In the above example there exists a document fragment entitled meta. Every published CIM document has an associated fragament encapsulating a set of generic attributes used by the ES-DOC toolchain. Of particulare relevance are the type, id & version fields.

    "meta": {
        "author": {
            "version": 1,
            "meta": {
                "type": "cim.2.shared.DocReference"
            },
            "uid": "253825f3-fbc8-43fb-b1f6-cc575dc693eb"
        },
        "createDate": "2017-03-21 00:00:00",
        "project": "cmip6",
        "source": "spreadsheet",
        "version": 1,
        "updateDate": "2017-03-21 00:00:00",
        "type": "cim.2.designing.EnsembleRequirement",
        "id": "02bb3aad-3224-4535-9bfe-29d4856cb0ba"
    }

Compression

The actual archived documents hosted upon GitHub are stored in a compressed format. CLI commands (see below) can be used to compress/uncompress.

Environment Variable

Once installed via a simple git clone command, the following environment variable should be assigned:

cd INSTALL_DIR
export ESDOC_ARCHIVE_HOME=$(pwd)

TIP: assign this environment variable in the user's ~.bashrc file.

Command Line Interface

The archive supports a command line interface to streamline operations.

Activation

Place the following in one's ~/.bashrc file:

source INSTALL_DIR/sh/activate

Commands

esdoc-archive-compress

Compresses set of documents within INSTALL_DIR/esdoc folder. The compressed documents are written in 50MB chunks and named as follows: INSTALL_DIR/docs_xx.

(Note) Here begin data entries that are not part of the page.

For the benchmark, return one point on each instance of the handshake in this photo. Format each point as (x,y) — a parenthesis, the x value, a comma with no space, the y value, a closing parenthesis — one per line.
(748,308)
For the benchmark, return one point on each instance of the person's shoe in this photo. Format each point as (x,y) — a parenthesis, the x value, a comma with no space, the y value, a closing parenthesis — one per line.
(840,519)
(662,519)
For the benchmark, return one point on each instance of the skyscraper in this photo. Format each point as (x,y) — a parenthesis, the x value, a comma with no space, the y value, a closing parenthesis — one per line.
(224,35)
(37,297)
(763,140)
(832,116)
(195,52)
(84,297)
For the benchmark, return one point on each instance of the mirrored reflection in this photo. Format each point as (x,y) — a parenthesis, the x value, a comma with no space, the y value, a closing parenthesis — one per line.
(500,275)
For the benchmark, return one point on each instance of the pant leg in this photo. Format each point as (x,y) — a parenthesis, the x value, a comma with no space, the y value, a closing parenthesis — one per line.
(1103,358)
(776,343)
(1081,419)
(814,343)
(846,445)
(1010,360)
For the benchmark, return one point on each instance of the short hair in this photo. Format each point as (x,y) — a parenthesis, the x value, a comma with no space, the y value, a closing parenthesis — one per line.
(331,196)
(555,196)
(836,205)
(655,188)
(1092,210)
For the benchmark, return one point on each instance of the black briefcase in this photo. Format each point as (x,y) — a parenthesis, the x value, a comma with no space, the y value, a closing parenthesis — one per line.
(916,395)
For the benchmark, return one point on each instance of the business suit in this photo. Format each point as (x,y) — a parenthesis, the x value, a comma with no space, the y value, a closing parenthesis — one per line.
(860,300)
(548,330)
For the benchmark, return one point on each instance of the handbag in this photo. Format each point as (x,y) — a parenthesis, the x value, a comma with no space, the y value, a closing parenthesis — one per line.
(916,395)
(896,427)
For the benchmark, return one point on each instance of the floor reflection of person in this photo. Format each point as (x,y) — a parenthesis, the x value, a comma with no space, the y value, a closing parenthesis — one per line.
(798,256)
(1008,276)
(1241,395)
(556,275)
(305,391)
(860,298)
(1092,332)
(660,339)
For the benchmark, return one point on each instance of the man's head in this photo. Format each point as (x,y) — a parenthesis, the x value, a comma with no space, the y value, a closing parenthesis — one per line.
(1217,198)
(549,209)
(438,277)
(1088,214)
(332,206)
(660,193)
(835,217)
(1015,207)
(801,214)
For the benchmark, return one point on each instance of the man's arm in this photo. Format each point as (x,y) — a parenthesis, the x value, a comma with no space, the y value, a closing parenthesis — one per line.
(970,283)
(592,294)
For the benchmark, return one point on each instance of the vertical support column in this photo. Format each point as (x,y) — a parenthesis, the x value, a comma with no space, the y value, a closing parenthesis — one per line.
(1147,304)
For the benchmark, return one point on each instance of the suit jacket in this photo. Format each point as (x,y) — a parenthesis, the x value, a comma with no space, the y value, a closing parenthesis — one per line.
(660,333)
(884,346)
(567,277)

esdoc-archive-delete-documents

Deletes a set of document by project and (optionally) source. Typically used when rebuilding a set of documents extracted from a spreadsheet that doesn't assign document identifiers.

esdoc-archive-uncompress

Uncompresses set of previously compressed documents named INSTALL_DIR/docs_xx. The uncompressed documents are written to: INSTALL_DIR/esdoc.